The Legend of Allyn-a-Dale,
The Outlaws of Avalon, Book 3
Ever On Word
About the book:
Long ago: Hailed as heroes, killed as criminals, an extraordinary band of outlaws met their end in Sherwood Forest – all except the four who were supernaturally saved, and the one who did not exist. …Not yet.
Now: With Avalon Faire’s living legends finally free to move between the realms of magic and modernity, there’s no dream too fantastic to reach – including that kept alive by a secret society, awaiting only the right time, and the right minstrel, to rewrite history.

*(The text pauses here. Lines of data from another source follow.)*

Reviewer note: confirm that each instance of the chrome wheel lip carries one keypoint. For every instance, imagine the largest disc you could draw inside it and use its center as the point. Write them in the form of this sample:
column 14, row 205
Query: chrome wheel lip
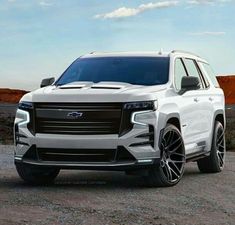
column 172, row 156
column 220, row 147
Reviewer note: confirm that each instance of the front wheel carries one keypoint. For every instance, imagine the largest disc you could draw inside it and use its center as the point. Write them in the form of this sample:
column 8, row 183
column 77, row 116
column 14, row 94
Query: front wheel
column 35, row 174
column 214, row 163
column 172, row 161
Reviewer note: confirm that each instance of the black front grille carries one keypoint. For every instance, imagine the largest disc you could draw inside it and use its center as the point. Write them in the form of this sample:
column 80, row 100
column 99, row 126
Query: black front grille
column 76, row 155
column 78, row 118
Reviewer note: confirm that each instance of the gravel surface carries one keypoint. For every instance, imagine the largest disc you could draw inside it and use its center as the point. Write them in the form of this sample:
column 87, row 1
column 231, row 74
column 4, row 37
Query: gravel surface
column 112, row 198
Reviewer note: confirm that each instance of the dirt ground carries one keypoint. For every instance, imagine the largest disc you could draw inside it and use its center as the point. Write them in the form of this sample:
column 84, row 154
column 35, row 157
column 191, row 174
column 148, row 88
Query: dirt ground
column 101, row 198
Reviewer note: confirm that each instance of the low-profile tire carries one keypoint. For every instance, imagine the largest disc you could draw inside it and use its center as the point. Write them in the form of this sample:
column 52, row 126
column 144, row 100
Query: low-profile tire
column 36, row 175
column 172, row 162
column 214, row 163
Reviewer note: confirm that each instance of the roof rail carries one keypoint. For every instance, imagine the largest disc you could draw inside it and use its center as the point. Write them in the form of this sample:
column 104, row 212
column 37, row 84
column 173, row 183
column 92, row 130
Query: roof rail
column 186, row 52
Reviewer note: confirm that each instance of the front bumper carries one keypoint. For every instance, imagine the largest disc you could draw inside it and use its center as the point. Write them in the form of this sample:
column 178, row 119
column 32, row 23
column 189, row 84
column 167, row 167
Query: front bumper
column 142, row 155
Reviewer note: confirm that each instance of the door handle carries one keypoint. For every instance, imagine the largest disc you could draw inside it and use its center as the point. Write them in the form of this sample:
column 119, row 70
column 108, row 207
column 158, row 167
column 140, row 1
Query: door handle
column 196, row 100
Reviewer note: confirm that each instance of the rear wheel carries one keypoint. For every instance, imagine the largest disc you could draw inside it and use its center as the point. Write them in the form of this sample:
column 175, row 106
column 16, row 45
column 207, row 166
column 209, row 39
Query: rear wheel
column 214, row 163
column 172, row 162
column 35, row 174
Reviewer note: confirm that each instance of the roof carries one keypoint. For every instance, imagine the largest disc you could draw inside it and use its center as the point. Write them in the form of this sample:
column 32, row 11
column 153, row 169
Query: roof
column 126, row 54
column 142, row 54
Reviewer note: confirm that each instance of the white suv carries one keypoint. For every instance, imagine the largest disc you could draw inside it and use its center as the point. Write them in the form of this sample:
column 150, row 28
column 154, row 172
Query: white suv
column 146, row 113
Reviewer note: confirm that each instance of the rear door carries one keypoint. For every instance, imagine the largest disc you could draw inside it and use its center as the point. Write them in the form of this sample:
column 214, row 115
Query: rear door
column 190, row 115
column 201, row 123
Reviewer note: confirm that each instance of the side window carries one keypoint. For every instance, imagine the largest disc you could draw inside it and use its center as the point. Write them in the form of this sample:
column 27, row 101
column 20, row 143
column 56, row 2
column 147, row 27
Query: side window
column 179, row 73
column 210, row 73
column 192, row 70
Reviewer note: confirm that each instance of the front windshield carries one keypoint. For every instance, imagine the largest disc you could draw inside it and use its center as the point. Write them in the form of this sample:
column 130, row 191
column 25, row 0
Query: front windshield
column 132, row 70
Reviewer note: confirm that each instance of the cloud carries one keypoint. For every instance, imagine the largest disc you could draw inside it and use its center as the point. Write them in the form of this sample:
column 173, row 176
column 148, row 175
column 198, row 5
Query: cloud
column 128, row 12
column 208, row 33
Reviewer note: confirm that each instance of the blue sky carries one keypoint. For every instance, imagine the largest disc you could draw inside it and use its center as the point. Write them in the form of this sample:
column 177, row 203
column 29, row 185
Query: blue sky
column 40, row 38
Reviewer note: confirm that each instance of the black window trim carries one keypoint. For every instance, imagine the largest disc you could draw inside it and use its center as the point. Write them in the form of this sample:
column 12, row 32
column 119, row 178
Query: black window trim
column 181, row 59
column 199, row 72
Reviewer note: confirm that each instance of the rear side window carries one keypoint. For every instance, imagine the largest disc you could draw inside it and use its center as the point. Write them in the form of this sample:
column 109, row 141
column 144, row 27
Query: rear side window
column 210, row 73
column 192, row 69
column 179, row 73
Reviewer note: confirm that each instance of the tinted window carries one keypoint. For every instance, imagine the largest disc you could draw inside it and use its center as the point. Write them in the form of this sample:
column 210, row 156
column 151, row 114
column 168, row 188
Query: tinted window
column 133, row 70
column 179, row 73
column 192, row 69
column 210, row 73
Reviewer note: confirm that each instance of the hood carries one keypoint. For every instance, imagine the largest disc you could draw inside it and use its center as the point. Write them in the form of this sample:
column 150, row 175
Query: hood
column 94, row 92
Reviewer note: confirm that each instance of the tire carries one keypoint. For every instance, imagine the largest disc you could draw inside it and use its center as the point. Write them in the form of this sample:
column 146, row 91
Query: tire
column 36, row 175
column 214, row 163
column 172, row 162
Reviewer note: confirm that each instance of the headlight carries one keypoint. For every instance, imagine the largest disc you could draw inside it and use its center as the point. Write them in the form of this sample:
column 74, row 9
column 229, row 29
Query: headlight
column 25, row 105
column 22, row 117
column 137, row 106
column 25, row 115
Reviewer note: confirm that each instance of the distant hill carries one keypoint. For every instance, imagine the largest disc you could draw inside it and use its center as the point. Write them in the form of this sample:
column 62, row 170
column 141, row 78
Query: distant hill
column 227, row 83
column 11, row 95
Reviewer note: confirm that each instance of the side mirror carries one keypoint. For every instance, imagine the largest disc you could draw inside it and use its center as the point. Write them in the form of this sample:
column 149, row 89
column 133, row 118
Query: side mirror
column 189, row 83
column 47, row 82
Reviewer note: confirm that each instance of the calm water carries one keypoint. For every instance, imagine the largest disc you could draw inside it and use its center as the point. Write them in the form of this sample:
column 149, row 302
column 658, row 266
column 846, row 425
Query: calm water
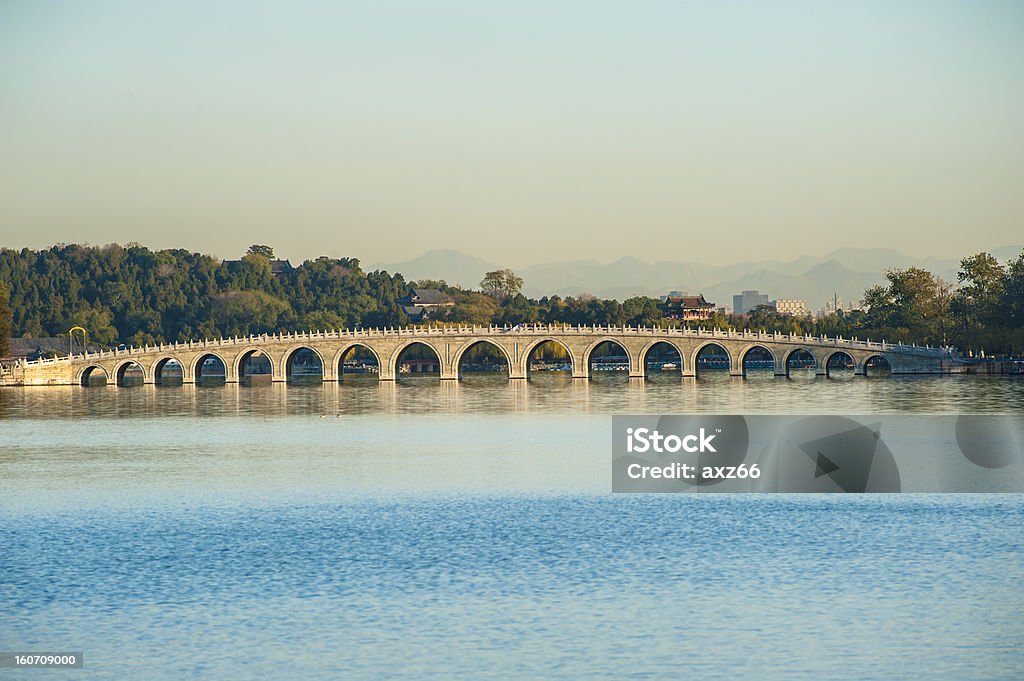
column 439, row 530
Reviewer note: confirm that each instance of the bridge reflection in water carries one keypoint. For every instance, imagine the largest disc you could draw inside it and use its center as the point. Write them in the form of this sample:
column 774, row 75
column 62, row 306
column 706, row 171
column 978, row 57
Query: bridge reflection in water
column 449, row 353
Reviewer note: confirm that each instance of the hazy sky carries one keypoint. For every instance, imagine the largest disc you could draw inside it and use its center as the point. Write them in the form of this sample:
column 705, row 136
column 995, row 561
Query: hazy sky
column 516, row 131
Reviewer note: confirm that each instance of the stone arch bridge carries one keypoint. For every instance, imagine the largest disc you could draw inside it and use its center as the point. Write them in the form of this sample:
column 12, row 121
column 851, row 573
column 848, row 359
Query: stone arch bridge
column 515, row 344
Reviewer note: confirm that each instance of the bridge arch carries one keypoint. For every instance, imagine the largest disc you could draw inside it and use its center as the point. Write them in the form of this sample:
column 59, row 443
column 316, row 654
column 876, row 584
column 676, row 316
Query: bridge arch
column 645, row 353
column 707, row 345
column 839, row 360
column 757, row 352
column 457, row 360
column 800, row 355
column 128, row 373
column 157, row 369
column 299, row 364
column 253, row 362
column 876, row 365
column 589, row 353
column 528, row 351
column 421, row 366
column 339, row 357
column 200, row 364
column 92, row 375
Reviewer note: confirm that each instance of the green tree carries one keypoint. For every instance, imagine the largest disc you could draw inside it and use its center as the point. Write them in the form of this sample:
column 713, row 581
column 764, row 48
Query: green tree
column 502, row 284
column 261, row 250
column 912, row 307
column 5, row 320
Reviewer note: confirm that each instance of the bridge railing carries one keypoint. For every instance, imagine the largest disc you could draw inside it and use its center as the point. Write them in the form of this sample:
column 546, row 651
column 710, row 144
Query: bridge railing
column 526, row 329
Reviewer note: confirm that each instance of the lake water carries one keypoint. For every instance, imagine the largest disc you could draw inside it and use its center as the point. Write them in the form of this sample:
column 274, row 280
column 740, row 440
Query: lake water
column 445, row 530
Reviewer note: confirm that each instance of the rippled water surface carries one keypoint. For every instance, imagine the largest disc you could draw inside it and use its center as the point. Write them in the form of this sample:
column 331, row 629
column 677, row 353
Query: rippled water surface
column 466, row 530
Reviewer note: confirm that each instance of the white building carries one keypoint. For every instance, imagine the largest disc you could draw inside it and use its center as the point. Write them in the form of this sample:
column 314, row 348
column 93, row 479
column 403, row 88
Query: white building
column 791, row 306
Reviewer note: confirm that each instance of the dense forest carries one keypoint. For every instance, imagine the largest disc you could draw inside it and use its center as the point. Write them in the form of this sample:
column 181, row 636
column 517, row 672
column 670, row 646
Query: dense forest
column 130, row 294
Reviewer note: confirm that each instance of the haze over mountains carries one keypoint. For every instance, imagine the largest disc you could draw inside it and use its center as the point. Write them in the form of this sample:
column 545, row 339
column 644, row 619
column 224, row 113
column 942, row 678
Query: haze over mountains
column 846, row 272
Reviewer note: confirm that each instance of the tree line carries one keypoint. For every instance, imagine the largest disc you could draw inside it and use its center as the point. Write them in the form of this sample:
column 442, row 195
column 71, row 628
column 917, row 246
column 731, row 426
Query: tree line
column 130, row 294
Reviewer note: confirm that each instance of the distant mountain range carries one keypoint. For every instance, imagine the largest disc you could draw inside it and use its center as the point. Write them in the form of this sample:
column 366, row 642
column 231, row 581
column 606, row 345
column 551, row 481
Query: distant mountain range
column 845, row 272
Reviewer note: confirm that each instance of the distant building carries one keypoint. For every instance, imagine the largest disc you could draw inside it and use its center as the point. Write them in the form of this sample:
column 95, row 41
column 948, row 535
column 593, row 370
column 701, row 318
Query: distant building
column 837, row 305
column 688, row 308
column 36, row 348
column 748, row 301
column 279, row 267
column 791, row 306
column 425, row 304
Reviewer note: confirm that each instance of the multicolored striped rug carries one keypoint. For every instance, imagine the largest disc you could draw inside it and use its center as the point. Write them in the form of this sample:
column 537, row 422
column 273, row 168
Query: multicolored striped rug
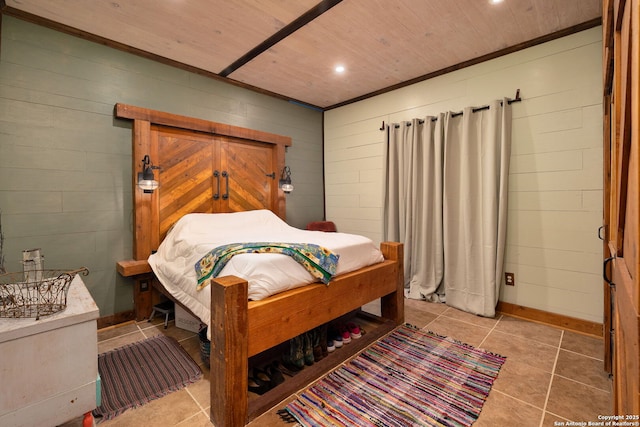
column 137, row 373
column 409, row 378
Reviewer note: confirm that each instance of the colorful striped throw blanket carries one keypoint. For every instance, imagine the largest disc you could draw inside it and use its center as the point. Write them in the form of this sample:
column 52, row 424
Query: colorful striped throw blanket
column 320, row 262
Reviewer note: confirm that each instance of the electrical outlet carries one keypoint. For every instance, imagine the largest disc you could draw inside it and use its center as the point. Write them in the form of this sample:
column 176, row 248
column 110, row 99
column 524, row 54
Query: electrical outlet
column 509, row 279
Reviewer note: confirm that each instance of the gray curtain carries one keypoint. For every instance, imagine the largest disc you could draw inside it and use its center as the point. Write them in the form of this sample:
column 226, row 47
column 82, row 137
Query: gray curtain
column 414, row 170
column 446, row 200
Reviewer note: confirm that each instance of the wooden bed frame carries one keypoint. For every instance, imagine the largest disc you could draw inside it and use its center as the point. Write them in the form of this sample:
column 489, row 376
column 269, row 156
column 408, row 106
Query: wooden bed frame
column 240, row 328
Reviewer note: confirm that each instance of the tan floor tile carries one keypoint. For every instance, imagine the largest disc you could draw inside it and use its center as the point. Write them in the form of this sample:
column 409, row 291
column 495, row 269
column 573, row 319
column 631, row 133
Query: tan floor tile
column 198, row 420
column 201, row 390
column 119, row 341
column 576, row 401
column 431, row 307
column 530, row 330
column 485, row 322
column 171, row 331
column 458, row 330
column 271, row 418
column 419, row 318
column 583, row 344
column 169, row 410
column 515, row 399
column 503, row 410
column 523, row 382
column 553, row 420
column 583, row 369
column 528, row 352
column 192, row 346
column 116, row 331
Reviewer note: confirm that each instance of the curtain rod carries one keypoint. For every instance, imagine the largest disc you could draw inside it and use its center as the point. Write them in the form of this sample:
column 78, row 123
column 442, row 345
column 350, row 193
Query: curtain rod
column 475, row 110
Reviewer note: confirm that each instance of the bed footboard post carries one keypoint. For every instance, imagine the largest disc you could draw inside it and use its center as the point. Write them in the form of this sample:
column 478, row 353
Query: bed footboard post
column 229, row 352
column 392, row 305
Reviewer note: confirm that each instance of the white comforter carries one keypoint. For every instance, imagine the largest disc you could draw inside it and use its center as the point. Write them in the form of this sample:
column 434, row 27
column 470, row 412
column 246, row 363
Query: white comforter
column 196, row 234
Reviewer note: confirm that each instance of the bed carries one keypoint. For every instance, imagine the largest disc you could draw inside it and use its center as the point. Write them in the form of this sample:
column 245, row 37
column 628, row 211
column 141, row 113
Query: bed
column 241, row 326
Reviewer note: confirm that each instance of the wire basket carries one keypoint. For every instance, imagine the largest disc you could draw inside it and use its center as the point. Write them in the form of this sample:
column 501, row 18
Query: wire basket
column 35, row 293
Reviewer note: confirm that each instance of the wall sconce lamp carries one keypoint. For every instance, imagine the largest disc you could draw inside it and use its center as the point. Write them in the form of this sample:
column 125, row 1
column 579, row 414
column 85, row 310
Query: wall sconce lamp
column 146, row 181
column 285, row 180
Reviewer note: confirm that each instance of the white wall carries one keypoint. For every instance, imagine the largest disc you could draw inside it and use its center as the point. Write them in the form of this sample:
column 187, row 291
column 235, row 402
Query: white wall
column 555, row 182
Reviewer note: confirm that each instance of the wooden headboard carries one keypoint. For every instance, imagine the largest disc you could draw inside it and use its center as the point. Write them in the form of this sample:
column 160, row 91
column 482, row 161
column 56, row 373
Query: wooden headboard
column 203, row 167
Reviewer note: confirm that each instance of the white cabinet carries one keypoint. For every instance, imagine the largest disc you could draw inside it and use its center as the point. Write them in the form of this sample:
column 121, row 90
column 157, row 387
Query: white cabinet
column 49, row 367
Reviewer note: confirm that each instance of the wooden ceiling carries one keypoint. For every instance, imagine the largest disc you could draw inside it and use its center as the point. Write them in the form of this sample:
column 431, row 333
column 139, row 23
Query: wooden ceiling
column 289, row 48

Just when the future seems brightest, the Merry Men find themselves thrust into the past, facing a second chance at the lives they might have lived … or the death they might not have the luck to cheat twice. For the otherworldly Allyn-a-Dale, it’s all in a day’s destiny. For an already struggling Will Scarlet, it’s a nightmare that may prove black enough to break him. And for the whole of the band, it’s anyone’s guess whether courage, cunning, and camaraderie can win out against their most infamous enemies: The Sheriff of Nottingham, Sir Guy of Gisborne, and – for once in eternity – Time.
I confess I’ve had this book since it came out. I happened to be moving at the time, so I saved it. I’m also one of those readers who hates for a really good thing to come to an end, so I avoid beginnings. Tragic.
Shipley’s absolutely delightful balladeer’s skills make me want to sit at her feet around the fire pit at the Ren Faire while she strums her stringed whatever and shares her stories. This one, an addition to the accidental heroic cast of Sherwood Forest fame charmed into modern-day fey life, is everything readers of Arthurian fantasy love. Especially if you’re a huge music fan. I’m enthralled by music, but half the giddiness for me is that I know nothing about it, so Shipley’s adorable chapter, or set piece openings to establish the pace of the segment, add to the magic and way-coolness.
Our noble cast by this time have accepted their fates, more or less, and adapted to contemporary life, some better than others. As a late-comer. Allyn a-Dale has a few more ponderences than the others, namely, was the whole time travel thing his fault? And if so, how can he fix it? The story seems like it might come to an abrupt shrug when Merlin assures him he’ll die trying. But of course, that little tidbit of act is only a challenge to a group of modern day misfits who think it’s their business to “correct” the past. Just an aside, if you’ve ever wondered how time travel can reasonably happen, read this. It somehow makes perfect sense. Especially coming from Merlin.
Shipley’s turn of phrase takes a little getting used to, but I promise you’ll be ruined for reading and have to stop a lot and just flop back and think, “wow, love that,” too often the first time through. But that’s okay. Read it again for a grip on the story.
About the author: Danielle E. Shipley is the author of the Wilderhark Tales novellas, the novel Inspired, and several other expressions of wishful thinking. She has spent most of her life in the Chicago area and increasing amounts of time in Germany. She hopes to ultimately retire to a private immortal forest. But first, there are stories to make.